The state oil company PDVSA borrows millions of money
from the central bank to finance the social investments
while extremely low subsidized fuel prices cost the
state large sums. Oil production has fallen sharply,
partly because of backward investments. Problems with
refining capacity also mean that the oil giant Venezuela
is forced to import gasoline at market prices.
FACTS - FINANCE
GDP per person
US $ 16,054 (2014)
Total GDP
US $ 482 359 million (2014)
GDP growth
-3.9 percent (2014)
Agriculture's share of GDP
5.0 percent (2014)
Manufacturing industry's share of GDP
12.1 percent (2014)
The service sector's share of GDP
51.7 percent (2014)
Inflation
200,000.0 percent (2019)
Government debt's share of GDP
182.4 percent (2018)
External debt
US $ 105,598 million (2017)
Currency
bolívar soberano 1
Merchandise exports
US $ 27,399 million (2016)
Imports
US $ 16 338 million (2016)
Current account
- US $ 3,870 million (2016)
Commodity trade's share of GDP
24 percent (2014)
Main export goods
crude oil and oil products
Largest trading partner
USA, China, Colombia, Brazil
- replaced in August 2018 bolívar fuerte,
which in turn replaced bolívar in January
2008
2007
December
No to constitutional change
In a referendum, voters say no to a proposal for amendments to the
constitution, which would have allowed unlimited re-election for a president.

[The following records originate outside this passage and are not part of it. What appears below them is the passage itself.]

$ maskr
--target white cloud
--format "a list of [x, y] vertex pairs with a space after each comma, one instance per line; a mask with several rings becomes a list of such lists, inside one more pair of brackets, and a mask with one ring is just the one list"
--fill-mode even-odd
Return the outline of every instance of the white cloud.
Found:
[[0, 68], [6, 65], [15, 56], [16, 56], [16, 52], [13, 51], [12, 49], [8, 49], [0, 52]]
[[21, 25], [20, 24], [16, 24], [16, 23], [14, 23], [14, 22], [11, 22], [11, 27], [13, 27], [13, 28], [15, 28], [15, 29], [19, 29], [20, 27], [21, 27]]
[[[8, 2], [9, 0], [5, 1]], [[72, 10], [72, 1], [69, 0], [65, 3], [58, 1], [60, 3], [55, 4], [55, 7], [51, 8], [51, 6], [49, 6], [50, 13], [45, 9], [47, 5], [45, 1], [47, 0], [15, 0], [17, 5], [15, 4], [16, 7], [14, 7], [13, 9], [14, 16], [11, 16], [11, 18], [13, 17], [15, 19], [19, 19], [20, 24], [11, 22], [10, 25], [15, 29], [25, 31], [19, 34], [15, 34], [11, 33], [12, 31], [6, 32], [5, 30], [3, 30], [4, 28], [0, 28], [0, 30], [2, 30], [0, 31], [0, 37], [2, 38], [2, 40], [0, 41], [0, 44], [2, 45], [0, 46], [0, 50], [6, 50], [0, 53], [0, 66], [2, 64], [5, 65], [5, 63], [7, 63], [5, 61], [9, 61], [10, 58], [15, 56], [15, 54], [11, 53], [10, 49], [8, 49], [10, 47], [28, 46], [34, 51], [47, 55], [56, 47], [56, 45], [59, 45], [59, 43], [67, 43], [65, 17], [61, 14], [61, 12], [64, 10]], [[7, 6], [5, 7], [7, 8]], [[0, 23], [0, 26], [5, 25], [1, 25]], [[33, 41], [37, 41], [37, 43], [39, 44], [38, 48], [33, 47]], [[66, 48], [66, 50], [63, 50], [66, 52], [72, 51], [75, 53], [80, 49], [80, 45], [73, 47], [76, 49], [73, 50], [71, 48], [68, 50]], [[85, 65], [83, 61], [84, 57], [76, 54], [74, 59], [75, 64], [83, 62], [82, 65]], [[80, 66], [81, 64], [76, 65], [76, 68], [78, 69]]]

President Hugo Chávez thus suffers his first defeat in an election since he took
office in 1999.
January
Chávez is allowed to govern by decree
The National Assembly gives President Hugo Chávez the right to adopt laws for
18 months without Parliament's involvement in eleven different areas. Chávez
wants, among other things, to nationalize the large electricity and
telecommunications companies. During the spring, the state oil company PDVSA
will take over four oil fields operated by foreign companies.
2006
December
Chávez reigns
December 3
Sitting President Hugo Chávez is re-elected for a third term with 63 percent
of the vote against 37 percent for second, Manuel Rosales. Chávez then announces
that all parties supporting the "Bolivarian Revolution" will be merged into one
party, Venezuela's United Socialist Party (PSUV).